In unserer Zeit erleben wir eine nicht gewollte Gegenwirkung dieses Prozesses. Freiheit kann zur Strapaze werden. Die Vielzahl unterschiedlicher Wertvorstellungen hat die Menschen von dem Ausschliesslichkeitsanspruch in früheren Zeiten befreit. Sie lässt einerseits notwendige Grenzen verschwimmen und löst andererseits Konflikte aus, die aus der Konkurrenz gegensätzlicher Wertvorstellungen resultieren. Diese Konflikte finden nicht nur zwischen verschiedenen Individuen statt, sondern auch innerhalb des einzelnen Individuums“ (53).

 

Einige informative „Erläuterungen“ runden das stille und stilvolle Werk ab. So kurz sie sind, enthalten sie doch einige Wiederholungen (Frauenlogen und gemischte Logen; Gästeabende).
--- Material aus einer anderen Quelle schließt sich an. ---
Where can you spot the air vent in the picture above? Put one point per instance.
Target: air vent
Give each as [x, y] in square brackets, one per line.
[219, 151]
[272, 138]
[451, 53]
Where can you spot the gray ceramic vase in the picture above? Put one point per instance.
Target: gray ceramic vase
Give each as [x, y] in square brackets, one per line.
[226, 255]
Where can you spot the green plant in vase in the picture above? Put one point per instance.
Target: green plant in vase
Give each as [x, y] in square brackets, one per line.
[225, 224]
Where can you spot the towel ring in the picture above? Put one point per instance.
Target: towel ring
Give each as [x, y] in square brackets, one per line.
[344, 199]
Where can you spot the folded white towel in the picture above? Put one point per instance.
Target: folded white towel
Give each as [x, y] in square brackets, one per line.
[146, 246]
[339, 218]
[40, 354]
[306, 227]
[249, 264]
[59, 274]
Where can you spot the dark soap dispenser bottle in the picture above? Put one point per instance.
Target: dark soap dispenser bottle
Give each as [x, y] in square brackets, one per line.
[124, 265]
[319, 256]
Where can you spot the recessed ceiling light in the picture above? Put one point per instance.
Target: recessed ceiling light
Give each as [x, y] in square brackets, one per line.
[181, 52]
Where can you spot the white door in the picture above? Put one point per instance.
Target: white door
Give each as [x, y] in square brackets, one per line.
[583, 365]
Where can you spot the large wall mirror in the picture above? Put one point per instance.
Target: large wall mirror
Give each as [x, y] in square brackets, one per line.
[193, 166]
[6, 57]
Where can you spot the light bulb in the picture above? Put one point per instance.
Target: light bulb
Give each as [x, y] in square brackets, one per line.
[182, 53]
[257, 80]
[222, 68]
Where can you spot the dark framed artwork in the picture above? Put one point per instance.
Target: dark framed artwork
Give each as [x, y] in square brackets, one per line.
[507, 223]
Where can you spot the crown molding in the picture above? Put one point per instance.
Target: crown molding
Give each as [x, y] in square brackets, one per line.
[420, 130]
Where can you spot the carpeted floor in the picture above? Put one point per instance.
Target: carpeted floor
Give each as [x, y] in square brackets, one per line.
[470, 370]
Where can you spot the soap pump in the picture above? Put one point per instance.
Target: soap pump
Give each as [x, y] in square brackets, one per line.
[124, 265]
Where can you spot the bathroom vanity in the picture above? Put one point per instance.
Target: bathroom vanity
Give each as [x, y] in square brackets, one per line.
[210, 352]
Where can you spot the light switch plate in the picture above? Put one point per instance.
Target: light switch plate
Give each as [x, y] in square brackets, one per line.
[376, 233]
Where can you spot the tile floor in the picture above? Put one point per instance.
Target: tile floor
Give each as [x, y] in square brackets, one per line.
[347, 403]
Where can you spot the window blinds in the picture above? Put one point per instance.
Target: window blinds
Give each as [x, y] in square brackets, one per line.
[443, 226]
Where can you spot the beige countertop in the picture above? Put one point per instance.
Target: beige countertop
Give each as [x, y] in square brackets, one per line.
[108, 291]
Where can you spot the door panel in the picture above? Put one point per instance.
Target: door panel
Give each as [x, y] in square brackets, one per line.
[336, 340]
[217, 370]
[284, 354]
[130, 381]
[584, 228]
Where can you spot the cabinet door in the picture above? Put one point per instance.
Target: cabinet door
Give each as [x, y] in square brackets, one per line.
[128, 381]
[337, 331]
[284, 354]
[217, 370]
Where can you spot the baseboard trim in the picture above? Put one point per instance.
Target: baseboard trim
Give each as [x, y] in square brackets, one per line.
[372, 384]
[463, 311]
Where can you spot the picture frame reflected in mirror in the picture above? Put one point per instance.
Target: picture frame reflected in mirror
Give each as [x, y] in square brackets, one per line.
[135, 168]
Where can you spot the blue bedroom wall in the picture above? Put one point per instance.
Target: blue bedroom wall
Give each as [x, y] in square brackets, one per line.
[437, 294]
Der Mitgliederbestand der Freimaurerei in Deutschland ist von 20 000 auf 14 000 zu korrigieren.

 

Die kleine Schrift beschreibt keine Arbeiten und Symbole der Freimaurer, vermittelt keinen Einblick in ihre Rituale und Geheimnisse, sondern offenbart die Lebenserfahrung und Geisteshaltung eines „jungen“ Freimaurers, eines wachen Zeitgenossen, eines reifen Menschen.